Review of Dial Help

Dial Help (1988)
6/10
Stop answering the phone, you nutter
6 August 2014
Man, it's really difficult to make a haunted phone seem scary, eh? Ruggero Deodato tries his best, but I can't help get the feeling that it might have occurred to him halfway through that this might not have been the best idea. However, what you have is the eightiest looking late eighties Italian horror ever. Eighties! Model Jenny arrives in Rome looking for her buddy Marco, but ends up dialling the wrong number and getting through to a haunted answer machine system that lives in an abandoned building left over from Blade Runner. After killing a random cleaner with a telephone cord around the neck, the ghosts now start stalking Jenny all over Rome, via the power of the telephone exchange! Just as well mobile phones weren't widely available by this point or Jenny would have been screwed.

She goes to her apartment (which, strangely, is full of pictures of herself), and also meets neighbour Ramon (I think that was his name) who has the hots for her. She's also got another buddy and there's a photographer called Carmen too. God, it's hard enough to sustain a review of this film, which should give you an idea of what it's like to actually watch it.

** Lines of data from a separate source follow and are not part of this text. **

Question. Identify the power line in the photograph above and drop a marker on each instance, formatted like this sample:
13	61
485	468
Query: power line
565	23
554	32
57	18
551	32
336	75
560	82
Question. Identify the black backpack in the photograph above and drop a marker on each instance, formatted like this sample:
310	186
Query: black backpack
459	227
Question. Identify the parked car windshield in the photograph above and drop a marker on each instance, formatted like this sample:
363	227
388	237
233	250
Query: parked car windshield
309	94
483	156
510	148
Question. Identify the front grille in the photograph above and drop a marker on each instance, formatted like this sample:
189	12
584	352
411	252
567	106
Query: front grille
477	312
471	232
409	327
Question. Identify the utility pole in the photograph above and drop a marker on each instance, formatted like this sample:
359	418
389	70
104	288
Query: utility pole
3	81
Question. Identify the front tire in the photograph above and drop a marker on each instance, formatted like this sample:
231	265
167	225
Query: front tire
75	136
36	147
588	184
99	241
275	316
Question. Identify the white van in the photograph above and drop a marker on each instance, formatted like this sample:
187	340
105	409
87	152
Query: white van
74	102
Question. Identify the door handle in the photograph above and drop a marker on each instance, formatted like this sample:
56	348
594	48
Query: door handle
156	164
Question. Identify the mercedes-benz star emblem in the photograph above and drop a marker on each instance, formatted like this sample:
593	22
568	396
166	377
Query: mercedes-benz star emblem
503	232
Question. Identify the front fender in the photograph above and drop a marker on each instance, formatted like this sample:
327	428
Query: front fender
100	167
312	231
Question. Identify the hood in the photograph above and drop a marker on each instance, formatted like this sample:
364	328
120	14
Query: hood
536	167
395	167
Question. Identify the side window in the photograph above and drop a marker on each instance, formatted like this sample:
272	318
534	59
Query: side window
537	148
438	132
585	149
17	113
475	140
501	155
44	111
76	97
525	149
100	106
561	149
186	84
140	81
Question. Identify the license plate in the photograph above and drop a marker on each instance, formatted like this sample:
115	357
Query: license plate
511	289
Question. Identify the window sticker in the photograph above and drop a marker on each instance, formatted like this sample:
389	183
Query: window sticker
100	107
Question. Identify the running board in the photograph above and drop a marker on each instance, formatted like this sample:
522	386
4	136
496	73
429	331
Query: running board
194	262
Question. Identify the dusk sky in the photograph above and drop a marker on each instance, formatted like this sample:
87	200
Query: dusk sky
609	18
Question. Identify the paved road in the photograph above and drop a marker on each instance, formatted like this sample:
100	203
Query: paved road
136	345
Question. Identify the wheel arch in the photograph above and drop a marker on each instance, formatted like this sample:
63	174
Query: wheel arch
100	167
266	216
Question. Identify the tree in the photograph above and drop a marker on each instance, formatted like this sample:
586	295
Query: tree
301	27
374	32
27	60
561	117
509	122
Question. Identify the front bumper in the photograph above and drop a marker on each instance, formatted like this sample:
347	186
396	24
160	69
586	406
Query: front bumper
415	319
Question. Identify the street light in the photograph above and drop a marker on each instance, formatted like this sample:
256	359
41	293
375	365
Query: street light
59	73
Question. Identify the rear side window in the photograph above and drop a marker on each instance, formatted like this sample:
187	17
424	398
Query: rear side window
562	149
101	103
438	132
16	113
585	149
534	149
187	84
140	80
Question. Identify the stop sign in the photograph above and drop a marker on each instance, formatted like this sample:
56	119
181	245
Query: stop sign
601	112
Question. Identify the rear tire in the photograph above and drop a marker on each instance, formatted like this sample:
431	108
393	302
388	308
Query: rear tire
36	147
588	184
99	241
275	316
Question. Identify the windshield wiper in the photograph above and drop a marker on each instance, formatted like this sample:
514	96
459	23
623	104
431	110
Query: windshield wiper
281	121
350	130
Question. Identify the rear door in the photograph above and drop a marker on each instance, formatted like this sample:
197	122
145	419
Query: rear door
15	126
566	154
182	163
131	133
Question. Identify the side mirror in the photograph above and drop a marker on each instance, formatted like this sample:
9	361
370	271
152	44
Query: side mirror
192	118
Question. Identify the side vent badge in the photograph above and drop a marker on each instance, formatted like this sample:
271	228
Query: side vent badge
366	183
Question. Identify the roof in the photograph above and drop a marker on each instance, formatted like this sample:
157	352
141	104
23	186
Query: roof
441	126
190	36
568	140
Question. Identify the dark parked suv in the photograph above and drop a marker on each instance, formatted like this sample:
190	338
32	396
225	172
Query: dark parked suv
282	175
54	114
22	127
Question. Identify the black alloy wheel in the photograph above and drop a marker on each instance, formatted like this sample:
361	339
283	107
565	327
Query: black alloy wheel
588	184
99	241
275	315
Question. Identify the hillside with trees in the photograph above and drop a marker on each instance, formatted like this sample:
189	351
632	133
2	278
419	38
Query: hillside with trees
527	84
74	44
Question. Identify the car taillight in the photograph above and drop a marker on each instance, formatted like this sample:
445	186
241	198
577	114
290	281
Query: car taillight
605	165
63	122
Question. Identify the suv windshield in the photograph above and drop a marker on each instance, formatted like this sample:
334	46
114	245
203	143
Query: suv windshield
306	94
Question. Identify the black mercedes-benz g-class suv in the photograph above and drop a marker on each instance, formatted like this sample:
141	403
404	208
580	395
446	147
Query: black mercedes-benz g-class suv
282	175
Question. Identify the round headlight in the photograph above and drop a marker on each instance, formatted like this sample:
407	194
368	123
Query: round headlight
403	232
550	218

The haunted phones basically stalk Jenny around the place, killing of her mates (Carmen is stalked by a phone in a rather unscary sequence), and Deodato starts throwing everything he can at the screen, from a would be rapist being torn to shred by flying phone tokens, to Jenny getting all possessed, wearing lingerie and writhing about in a bath filled with what looked like pish, to William Berger turning up for about thirty seconds before his heart explodes out his chest. Berger, as an aside, seems to be the John Carridine of late eighties Italian horror, turning up in Maya and Spider Labyrinth (both of which are better than this film).

Mind you, all credit must be due to actress Charlotte Lewis. Having to looked scared (or turned on by) a telephone is hard work, as is spouting lines like "The telephone is trying to kill me". The film is helped by being set in Rome too, so you'll get to see the Piazza Navona, Castello Sant' Angelo and the Spanish Steps as Jenny goes around being told not to use phones and then using phones. Ruggero's no Bruno Mattei when it comes to directing either, so it's all done rather well…except it's about a haunted phone.

In fact, now that I remember, Ruggero made a film about a haunted washing machine too, so maybe he thought it was a good idea? This one was okay but most of the grade here comes from the high cheese factor.